Jankovic and Schwartz analyzed resistance among 1321 patients treated for cervical or oromandibular dystonia, including some patients treated only once. Sixty patients, or 4.5%, had inadequate or no response to treatment. They then tested sera from these patients and 22 patients randomly chosen as controls. They detected antibodies in the sera of 20 of the 60 resistant patients, but in none of the others. Compared to the controls, seropositive patients had an earlier age of onset of dystonia, higher mean dose per visit, and a higher total cumulative dose.
Lack of response to BTX in seronegative patients may reflect test insensitivity to antibodies actually present, but alternatively may be technical, resulting from inadequate dose or choice of injection site.

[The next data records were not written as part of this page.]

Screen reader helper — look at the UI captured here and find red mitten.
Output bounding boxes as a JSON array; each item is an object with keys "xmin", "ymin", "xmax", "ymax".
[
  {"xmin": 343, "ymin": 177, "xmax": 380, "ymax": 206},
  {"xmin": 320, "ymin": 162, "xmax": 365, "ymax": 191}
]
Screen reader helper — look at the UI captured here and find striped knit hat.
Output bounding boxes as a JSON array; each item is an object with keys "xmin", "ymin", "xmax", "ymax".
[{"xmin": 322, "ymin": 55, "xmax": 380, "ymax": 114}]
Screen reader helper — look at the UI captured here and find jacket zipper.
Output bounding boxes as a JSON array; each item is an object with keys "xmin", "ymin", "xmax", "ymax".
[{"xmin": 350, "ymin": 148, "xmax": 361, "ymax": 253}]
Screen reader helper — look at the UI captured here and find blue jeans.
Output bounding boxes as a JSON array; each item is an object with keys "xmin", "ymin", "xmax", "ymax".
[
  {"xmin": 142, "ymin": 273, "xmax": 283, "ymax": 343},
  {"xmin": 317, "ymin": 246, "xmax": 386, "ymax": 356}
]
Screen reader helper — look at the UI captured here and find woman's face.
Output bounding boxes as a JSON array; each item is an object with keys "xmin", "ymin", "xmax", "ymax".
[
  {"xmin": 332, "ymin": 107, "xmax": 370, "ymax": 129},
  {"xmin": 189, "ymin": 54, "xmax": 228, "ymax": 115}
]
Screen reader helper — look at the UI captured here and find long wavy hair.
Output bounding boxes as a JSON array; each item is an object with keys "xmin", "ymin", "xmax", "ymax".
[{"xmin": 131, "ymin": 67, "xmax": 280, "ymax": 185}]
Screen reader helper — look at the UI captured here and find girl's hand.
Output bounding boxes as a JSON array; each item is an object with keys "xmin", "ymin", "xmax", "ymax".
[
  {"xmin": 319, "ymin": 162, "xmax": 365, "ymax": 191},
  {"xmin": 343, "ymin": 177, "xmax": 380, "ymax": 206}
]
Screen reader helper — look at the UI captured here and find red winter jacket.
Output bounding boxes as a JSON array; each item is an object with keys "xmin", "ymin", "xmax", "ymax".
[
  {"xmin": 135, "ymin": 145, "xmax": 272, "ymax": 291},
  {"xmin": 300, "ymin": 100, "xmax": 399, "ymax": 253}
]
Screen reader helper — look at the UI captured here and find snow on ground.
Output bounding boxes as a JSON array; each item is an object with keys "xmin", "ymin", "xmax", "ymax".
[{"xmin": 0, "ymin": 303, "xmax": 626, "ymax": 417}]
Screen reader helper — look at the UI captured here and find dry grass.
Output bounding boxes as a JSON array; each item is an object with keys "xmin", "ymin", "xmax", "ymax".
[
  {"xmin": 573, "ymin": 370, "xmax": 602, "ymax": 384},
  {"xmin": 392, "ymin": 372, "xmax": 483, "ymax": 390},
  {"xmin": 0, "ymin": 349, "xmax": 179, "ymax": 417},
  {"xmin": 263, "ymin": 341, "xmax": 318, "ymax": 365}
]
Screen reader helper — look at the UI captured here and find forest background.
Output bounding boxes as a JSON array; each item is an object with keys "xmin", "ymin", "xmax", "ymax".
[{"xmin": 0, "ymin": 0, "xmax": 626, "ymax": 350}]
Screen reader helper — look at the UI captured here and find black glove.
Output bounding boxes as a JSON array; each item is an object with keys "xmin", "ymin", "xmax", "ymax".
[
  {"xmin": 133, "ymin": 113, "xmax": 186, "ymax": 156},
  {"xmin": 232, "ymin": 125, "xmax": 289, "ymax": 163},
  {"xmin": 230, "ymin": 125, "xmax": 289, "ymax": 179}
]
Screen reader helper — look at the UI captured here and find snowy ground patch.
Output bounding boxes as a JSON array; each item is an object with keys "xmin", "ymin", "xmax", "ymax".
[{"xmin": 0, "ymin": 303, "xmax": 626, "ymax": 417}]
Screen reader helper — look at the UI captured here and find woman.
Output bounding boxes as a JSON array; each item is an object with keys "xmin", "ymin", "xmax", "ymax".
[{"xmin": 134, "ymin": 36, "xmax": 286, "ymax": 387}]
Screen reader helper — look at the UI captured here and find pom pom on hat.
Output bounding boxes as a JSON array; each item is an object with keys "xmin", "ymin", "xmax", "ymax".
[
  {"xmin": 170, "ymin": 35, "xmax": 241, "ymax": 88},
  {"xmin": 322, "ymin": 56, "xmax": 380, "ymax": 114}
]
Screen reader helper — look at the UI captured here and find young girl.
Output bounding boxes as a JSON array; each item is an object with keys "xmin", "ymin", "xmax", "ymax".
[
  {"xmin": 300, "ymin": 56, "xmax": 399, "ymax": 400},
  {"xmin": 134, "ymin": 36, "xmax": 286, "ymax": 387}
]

Two clinical assays of BTX resistance have been described. Resistance can be tested functionally using the frontalis test (FTAT). Approximately 15 U BOTOX® are injected into two sites of one side of the corrugator muscle. If the muscle does not move within 2 weeks, and the patient cannot furrow that side of the brow, the patient is "not resistant;" if the corrugator moves properly, the patient is "resistant." The nonresistant patient may choose to be injected on the opposing side as well to maintain expression symmetry until corrugator function returns.
Kessler and Benecke have reported a correlation between the results of a challenge test and the antibody status of dystonia patients found clinically resistant to BTX-A therapy. They measured compound muscle action potentials (CMAPs) elicited by electrical stimulation of the peroneal nerve before and after BTX-A injection into the extensor digitorum brevis. In seropositive nonresponders, CMAP amplitude remained roughly unchanged 4 weeks after injection. In seronegative nonresponders, a marked decrease in CMAP amplitude was detected, indicating the patients remained susceptible to the effects of BTX despite their clinical resistance, and suggesting that dose or injection site may have been suboptimal. If these results are borne out by further studies, this test may also prove to be a useful adjunct to the antibody test in the diagnosis of resistant patients.
A number of studies have confirmed that patients with BTX-A resistance may benefit from injections with other serotypes. In these studies, the benefits of BTX-F seem to last approximately 1 month. Both seropositive and seronegative patients may benefit. The preliminary data in healthy volunteers suggest that BTX-B provides clinical effects similar to BTX-A, but with a shorter duration of effect as well. A recent report suggests that BTX-C has a duration of effect similar to that of BTX-A. We concur with Greene et al. in these recommendations to minimize immunoresistance: 1) use the smallest possible effective dose, 2) extend the interval between treatment as long as possible, with at least 3 months between treatments, and 3) avoid using booster injections. In our practice we limit dose to no more than 300 to 400 U per 3-month period and rarely perform booster injections.